Figure 1: Customer Relationship Building Blocks
| Subject Area | Definition |
Business Party |
The People and Organizations and the relationships that exist between them that are of interest to the organization for any reason |
Business Processes |
The specifications for the business processes the organization performs to support daily operations and monitor the health of the organization, including all aspects of event handling and tracking. |
Finance |
The specifications that describe how the organization will manage its financial resource. |
Locators |
Information used to locate and communicate with business parties (e.g. Addresses, Phone Numbers and E-Mail Addresses) or find a specific geographic location. |
Market Segments |
The specifications that describe the markets in which the organization wishes to conduct its business. |
Offerings |
The specifications for the products and services that are offered in the market place. |
Resource Usage |
The specifications that describe the resources the organization needs to conduct business (e.g. human, equipment, real estate) and the mechanisms that will be used to track resource consumption. |
Table 1: Sibling Subject Areas
The customer relationship subject area represents the business classes of interest in managing customer relationships. As such, it focuses only on that aspect of the dynamic business model supporting customer management. What goes on inside another subject area and the interrelationships between the sibling is outside the scope of customer relationship management. Likewise, other major business roles, such as vendor, employee, shareholder and regulator, have their own view into the dynamic business model.
The Customer subject area consists of only one business class, the Customer Portfolio that serves as the glue between all the customer links to the seven building block subject areas. The customer subject area also manages the links those subject areas. However, the associated subject area controls the business rules that dictate the behavior of these link business classes. For example, the structure and behavior of accounts is defined by the Finance subject area, while Service Agreements mimic the structure of Offerings. In essence, the customer relationship link classes must mirror the structure of their associated subject area.
Subject Area Link |
Subject Area |
Definition |
Stakeholder Roles |
Business Party |
The role that the business party assumes with respect to some component of the customer portfolio. |
Points of Contact |
Locators |
The points of contact to be used for the business party in a specific stakeholder role. |
Service Agreements |
Offerings |
The specification of the terms and conditions, including the configuration and pricing of specific offerings within the umbrella of the customer portfolio. |
Service Requests |
Business Processes and Resource Usage |
The business events that impact some component of the customer portfolio and the participants in those events. |
Opportunities |
Market Segments and Offerings |
The business plans necessary to attract new customers or enhance the relationship with existing ones, including all aspects of campaign development and tracking. |
Accounts |
Finance |
The record of the financial events that have occurred or are planned to occur that impact some component of the customer portfolio. |
Customer Portfolios |
Market Segments |
Identifies those customer portfolios that qualify for inclusion in market segments. |
Table 2: Customer Relationship Subject Area Link Classes
The customer relationship building blocks can be used as a framework that can facilitate the process of identifying business rules. Business rule analysis sessions for customer relationship management can be structured into a series of questions:
- Who are your customers (People? Organizations?)
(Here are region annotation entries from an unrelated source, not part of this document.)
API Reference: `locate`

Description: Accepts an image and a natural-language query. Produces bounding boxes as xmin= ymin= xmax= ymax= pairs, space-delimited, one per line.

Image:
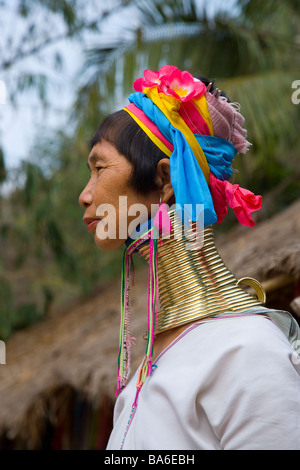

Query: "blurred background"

xmin=0 ymin=0 xmax=300 ymax=449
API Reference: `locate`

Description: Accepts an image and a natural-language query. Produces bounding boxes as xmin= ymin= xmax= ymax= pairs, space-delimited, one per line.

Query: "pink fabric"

xmin=125 ymin=103 xmax=174 ymax=152
xmin=179 ymin=101 xmax=210 ymax=135
xmin=210 ymin=173 xmax=262 ymax=227
xmin=205 ymin=92 xmax=250 ymax=153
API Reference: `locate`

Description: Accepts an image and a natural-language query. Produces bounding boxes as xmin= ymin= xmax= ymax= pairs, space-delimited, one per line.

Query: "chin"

xmin=95 ymin=235 xmax=125 ymax=251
- What Interpersonal Relationships are you interested in (household membership? organization structure?)
- Which points of contacts are of interest to you about your customers (address? phone? e-mail?)
- What Customer Portfolio components do you require to deliver your offering (service agreements? accounts?)
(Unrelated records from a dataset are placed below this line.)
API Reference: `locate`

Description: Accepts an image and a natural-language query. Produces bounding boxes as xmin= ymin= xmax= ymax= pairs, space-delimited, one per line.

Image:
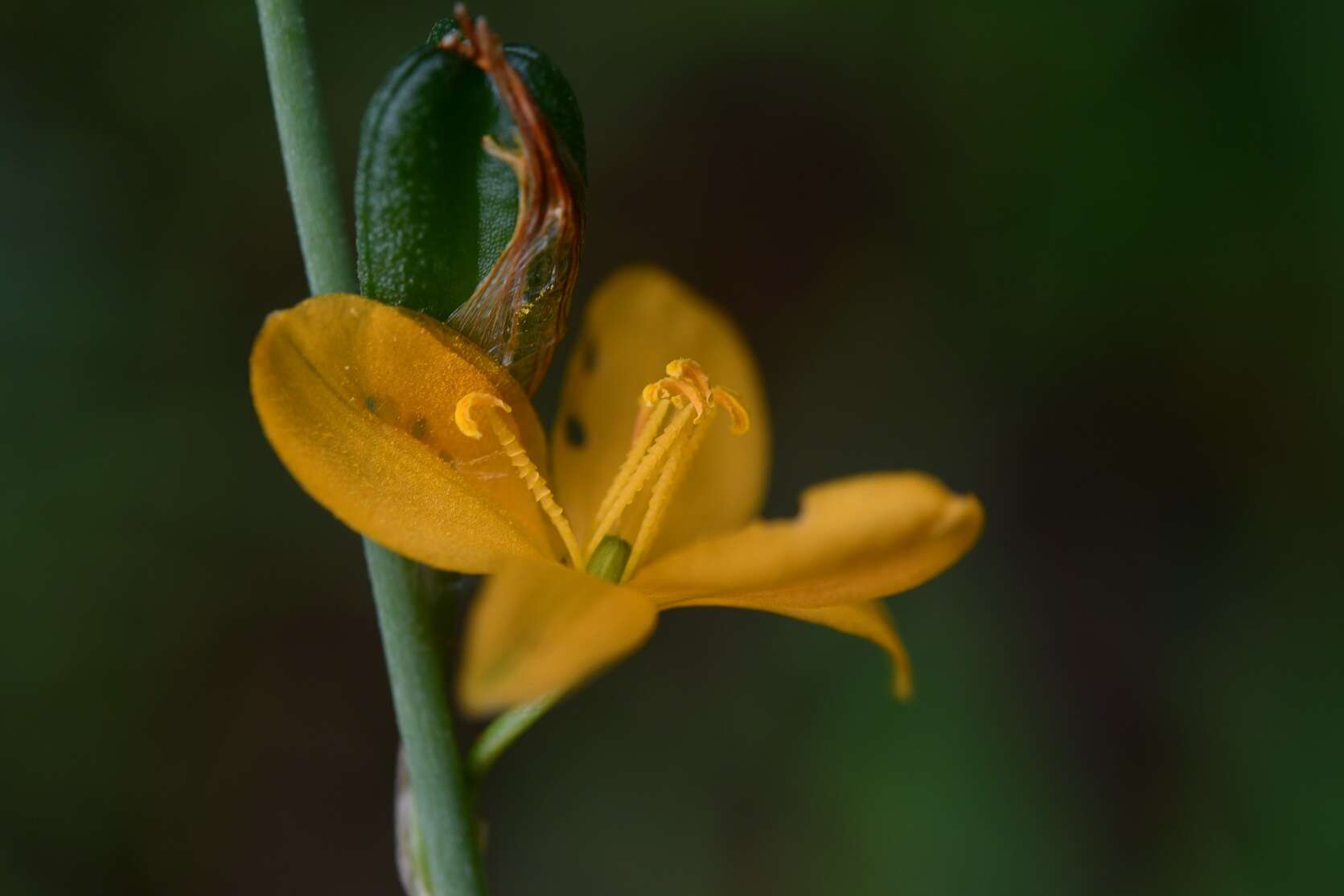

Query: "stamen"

xmin=709 ymin=385 xmax=751 ymax=435
xmin=589 ymin=407 xmax=695 ymax=555
xmin=667 ymin=357 xmax=709 ymax=395
xmin=621 ymin=407 xmax=713 ymax=582
xmin=590 ymin=399 xmax=672 ymax=532
xmin=453 ymin=393 xmax=583 ymax=569
xmin=639 ymin=376 xmax=705 ymax=419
- What stakeholder roles can be assumed with respect to those business items (owner? cardholder? signer? decision maker?)
- What business events are performed to deliver your offerings to your customers (campaigns? sales calls? customer service offering setup? financial activities?)
- What profile items do you need access to about your customers?
With this approach, you are optimizing the probability that the business rules are stated in a manner that can easily be configured within the Dynamic Business Model.